In March of 2006, Waas reports, Alberto Gonzales signed a secret order that gave Goodling and Sampson the authority to hire and fire senior political appointees at the department -- the decisions only required Gonzales' authorization. It cut out other members of the department's senior leadership from the hiring and firing process.
The order, an official described only as a "senior executive branch official" explains to Waas, "'was an attempt to make the department more responsive to the political side of the White House and to do it in such a way that people would not know it was going on.'" Goodling, remember, was the Justice Department's liaison with the White House.
Now, the order dealt with a narrow class of political appointees at the Justice Department: officials who were above the career level, but not so high that they were subject to Senate confirmation. That means Sampson and Goodling couldn't replace the highest ranked officials, but could replace those slightly lower in rank.
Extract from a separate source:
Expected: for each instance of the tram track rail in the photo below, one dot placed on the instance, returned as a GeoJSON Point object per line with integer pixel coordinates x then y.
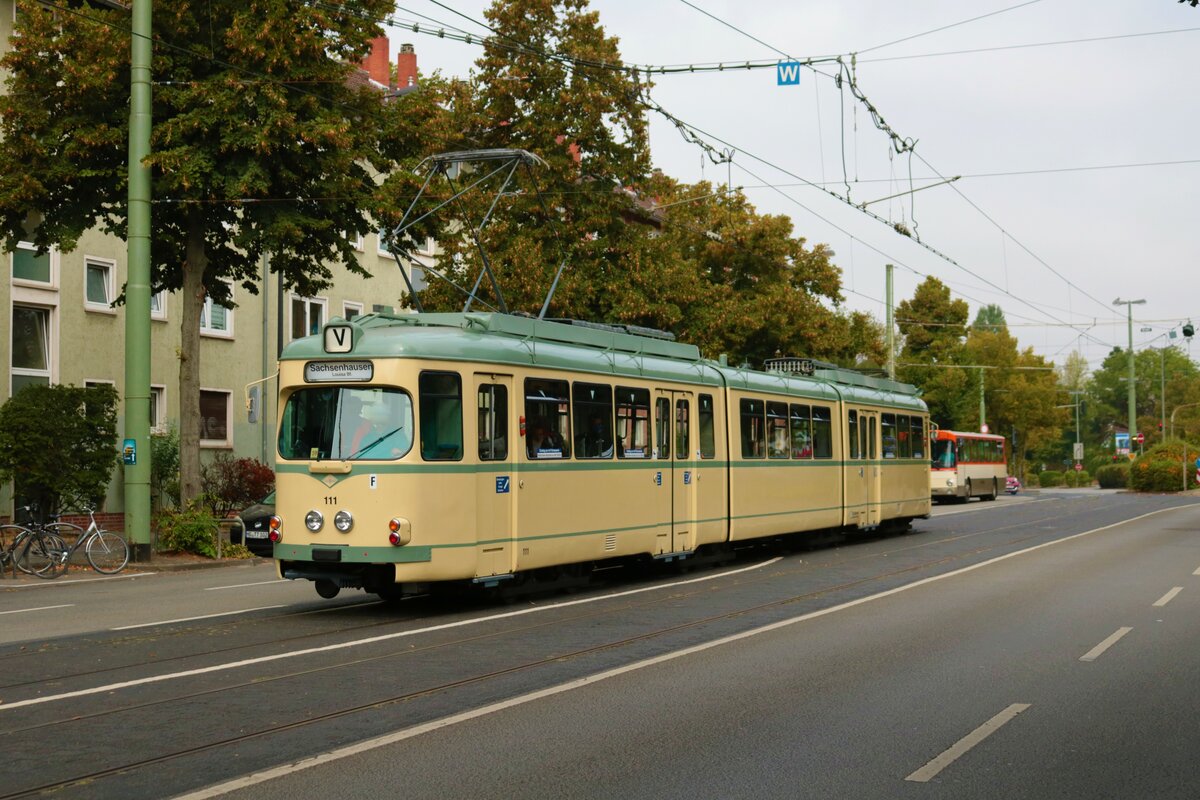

Here's an idea of what that would mean:
A senior Justice Department official, who did not know of Gonzales's delegation of authority until contacted by National Journal, said that it posed a serious threat to the integrity of the criminal-justice system because it gave Sampson, Goodling, and the White House control over the hiring of senior officials in the Justice Department's Criminal Division, which oversees all politically sensitive public corruption cases, at the same time that they held authority to hire and fire U.S. attorneys.
"If you are controlling who is going to be a U.S. attorney and who isn't going to be,... firing them outside the traditional process... and the same people are deciding who are going to be their supervisors back in Washington... there is too much of a potential for mischief, for abuse," the official said.
Waas doesn't point to anyone in particular who was hired or fired by Goodling or Sampson, but it would seem just a matter of time before we find out.